My grocery shopping experience has 4 stages:

  • Over-confidence: As we pull up to the store, children smiling, sippy cups in hand, Starbucks in tow, I’m feeling pretty good. This is usually the point where I’m telling myself a number of lies, centered around the fact that past failures were just a fluke. We’re going to be just fine today. -Insert eye roll so heavy I can see my brain- As we enter the store with my list in hand, cart chock-full of small people, and hair quickly reaching homeless-level dishevelment just from the sheer effort of wrestling both kids from a car seat and into a cart, I begin seeing my flaw. This is where step two comes in.
  • Errors have been made: My toddler is tearing up all the things I put in the cart, or handing them up to her baby sister to gnaw violently on, while she lets out her first of many war cries. I soon realize this is not going to work, and that said toddler will need to walk. Remember, it will be FINE. Let’s get her on the floor. “No, wait, don’t slam that man’s cart into his own shin! Please don’t run to the next aisle! Put that back on the shelf! That’s not ours, hand that back to the woman you stole it from, please! Don’t eat that off the floor! Don’t lick the floor, either! You have to go potty again?!” Why didn’t I bring a carrier? Why didn’t I foresee this? How many mistakes must I make? Why does the baby cry at the worst possible time? Great, she pooped her pants.
  • F*!k this: This is about the time that I start making statements likeĀ “If you can’t be nice, we can’t get your chocolate almond milk” or “Fine, then we’re putting it all back and leaving with nothing”. This is literally the most stupid thing I’ve ever said, because anyone who knows me (my own kids included) knows I refuse to leave that store until everything I need is in my cart. I’m just not capable of walking away from work I’ve already done. So they call my bluff. Again and again and again. And I make weak threats that no one gives two sh!ts about. And then I rage-weep, and I walk through the aisles, corralling my monsters and ignoring hateful stares while L piles unnecessary crap into the cart, that I’ll eventually need to re-route to return to it’s home.
  • I’m never, ever doing this again: When we get to the cart, no less than 5 hours from the time we arrived, looking broken, feeling pretty butthurt/murderous, I vow, THIS will be the end. THIS was the last straw. THIS is the lesson I needed. Now I just need to get us home in a route that bypasses anything that MIGHT sell chicken nuggets. As I do so, I convince myself that no matter how hungry we are, it can wait the 8 hours of my husband’s work shift. This IS the last time.

 

I’m not a particularly stupid person, so I rarely take my kids to the store with me if I can avoid it. But I might be a little crazy, because I keep doing the same thing and expecting different results. I’m at the point where I’m unsure if I’ll ever be able to take them into public places before they reach adulthood. It seems unlikely.

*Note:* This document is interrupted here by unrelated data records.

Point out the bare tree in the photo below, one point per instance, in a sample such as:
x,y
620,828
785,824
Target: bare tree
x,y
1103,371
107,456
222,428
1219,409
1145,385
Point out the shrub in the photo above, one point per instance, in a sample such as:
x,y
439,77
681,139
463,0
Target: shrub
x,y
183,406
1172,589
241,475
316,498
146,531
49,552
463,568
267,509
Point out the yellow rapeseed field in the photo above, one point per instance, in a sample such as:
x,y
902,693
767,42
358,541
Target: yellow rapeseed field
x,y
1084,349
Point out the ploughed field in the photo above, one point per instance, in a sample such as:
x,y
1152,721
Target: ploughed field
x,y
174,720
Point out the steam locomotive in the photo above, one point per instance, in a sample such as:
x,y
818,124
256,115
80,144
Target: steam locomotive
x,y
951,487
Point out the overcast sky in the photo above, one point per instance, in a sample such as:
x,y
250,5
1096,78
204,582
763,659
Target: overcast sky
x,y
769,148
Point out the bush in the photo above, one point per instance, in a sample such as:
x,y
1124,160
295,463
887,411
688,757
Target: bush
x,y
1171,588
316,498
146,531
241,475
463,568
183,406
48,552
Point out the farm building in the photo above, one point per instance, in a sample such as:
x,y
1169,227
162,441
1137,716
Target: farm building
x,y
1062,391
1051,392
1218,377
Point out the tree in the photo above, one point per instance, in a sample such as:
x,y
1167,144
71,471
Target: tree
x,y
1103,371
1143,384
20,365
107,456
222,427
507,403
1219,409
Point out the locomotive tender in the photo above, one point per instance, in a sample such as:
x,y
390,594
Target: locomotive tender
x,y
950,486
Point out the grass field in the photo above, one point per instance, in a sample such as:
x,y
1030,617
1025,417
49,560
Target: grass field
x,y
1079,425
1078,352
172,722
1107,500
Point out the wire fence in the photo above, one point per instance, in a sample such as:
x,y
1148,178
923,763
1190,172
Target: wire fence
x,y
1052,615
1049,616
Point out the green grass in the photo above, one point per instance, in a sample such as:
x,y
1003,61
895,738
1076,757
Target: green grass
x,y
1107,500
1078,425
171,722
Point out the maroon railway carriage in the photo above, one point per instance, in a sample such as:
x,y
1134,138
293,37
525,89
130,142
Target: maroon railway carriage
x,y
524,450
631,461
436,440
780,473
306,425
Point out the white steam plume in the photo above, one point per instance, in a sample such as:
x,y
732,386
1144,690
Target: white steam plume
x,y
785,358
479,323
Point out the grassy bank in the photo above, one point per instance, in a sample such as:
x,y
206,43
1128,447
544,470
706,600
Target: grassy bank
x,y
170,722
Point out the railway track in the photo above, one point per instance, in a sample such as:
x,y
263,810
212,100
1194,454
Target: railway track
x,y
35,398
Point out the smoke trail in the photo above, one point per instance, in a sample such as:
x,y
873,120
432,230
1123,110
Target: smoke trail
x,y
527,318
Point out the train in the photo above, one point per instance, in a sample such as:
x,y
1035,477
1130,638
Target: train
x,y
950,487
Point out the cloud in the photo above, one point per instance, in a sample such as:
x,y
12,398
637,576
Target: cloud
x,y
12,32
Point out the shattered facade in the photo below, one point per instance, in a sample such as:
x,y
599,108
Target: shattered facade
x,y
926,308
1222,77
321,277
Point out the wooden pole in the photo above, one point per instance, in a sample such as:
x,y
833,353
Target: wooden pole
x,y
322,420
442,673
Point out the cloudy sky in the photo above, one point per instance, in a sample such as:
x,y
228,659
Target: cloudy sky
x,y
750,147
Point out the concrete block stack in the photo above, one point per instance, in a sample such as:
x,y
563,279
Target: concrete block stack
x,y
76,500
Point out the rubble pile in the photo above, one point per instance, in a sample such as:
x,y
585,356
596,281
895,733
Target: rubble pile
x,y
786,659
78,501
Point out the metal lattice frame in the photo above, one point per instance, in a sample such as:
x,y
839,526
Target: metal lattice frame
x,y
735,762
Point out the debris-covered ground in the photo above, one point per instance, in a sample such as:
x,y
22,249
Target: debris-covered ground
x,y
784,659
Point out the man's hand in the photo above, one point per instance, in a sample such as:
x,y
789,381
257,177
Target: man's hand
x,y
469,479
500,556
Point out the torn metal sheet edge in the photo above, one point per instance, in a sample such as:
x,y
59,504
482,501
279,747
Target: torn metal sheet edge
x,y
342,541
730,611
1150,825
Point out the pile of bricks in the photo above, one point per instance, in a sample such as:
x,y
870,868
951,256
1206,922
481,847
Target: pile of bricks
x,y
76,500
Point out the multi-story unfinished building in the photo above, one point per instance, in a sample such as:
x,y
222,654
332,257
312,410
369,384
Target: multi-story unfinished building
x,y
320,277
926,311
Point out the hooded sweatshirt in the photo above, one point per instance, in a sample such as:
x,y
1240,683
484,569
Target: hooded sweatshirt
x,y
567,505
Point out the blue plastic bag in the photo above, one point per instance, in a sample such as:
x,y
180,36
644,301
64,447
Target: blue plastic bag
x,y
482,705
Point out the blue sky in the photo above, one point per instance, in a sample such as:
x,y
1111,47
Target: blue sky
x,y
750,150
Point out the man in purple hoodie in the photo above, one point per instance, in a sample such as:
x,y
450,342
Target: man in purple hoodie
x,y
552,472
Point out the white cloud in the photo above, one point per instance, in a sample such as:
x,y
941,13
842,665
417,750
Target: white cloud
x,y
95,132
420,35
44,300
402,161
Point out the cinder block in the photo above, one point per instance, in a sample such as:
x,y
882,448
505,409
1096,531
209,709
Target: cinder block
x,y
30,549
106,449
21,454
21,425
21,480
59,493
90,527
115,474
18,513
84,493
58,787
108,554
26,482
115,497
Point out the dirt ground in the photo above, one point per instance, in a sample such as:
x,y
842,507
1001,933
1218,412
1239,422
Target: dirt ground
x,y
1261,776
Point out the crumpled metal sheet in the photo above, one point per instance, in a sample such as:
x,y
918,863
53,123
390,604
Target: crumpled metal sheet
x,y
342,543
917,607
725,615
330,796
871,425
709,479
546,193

I’ve heard it before, and every time it’s been said to me, I laugh hysterically in my head at it, that if you just keep taking them out, they eventually learn to behave in public. Based on my experiences, my children level up in ridiculousness each time we pull into a Kroger parking lot. So, to those of you who look like hot messes in the grocery store… Solidarity. It’s all I have to offer. And those of you who pretend to have your crap together, please don’t judge the rest of us when we look like fools. Best wishes to my fellow parents trying not to fall apart in a Giant Eagle.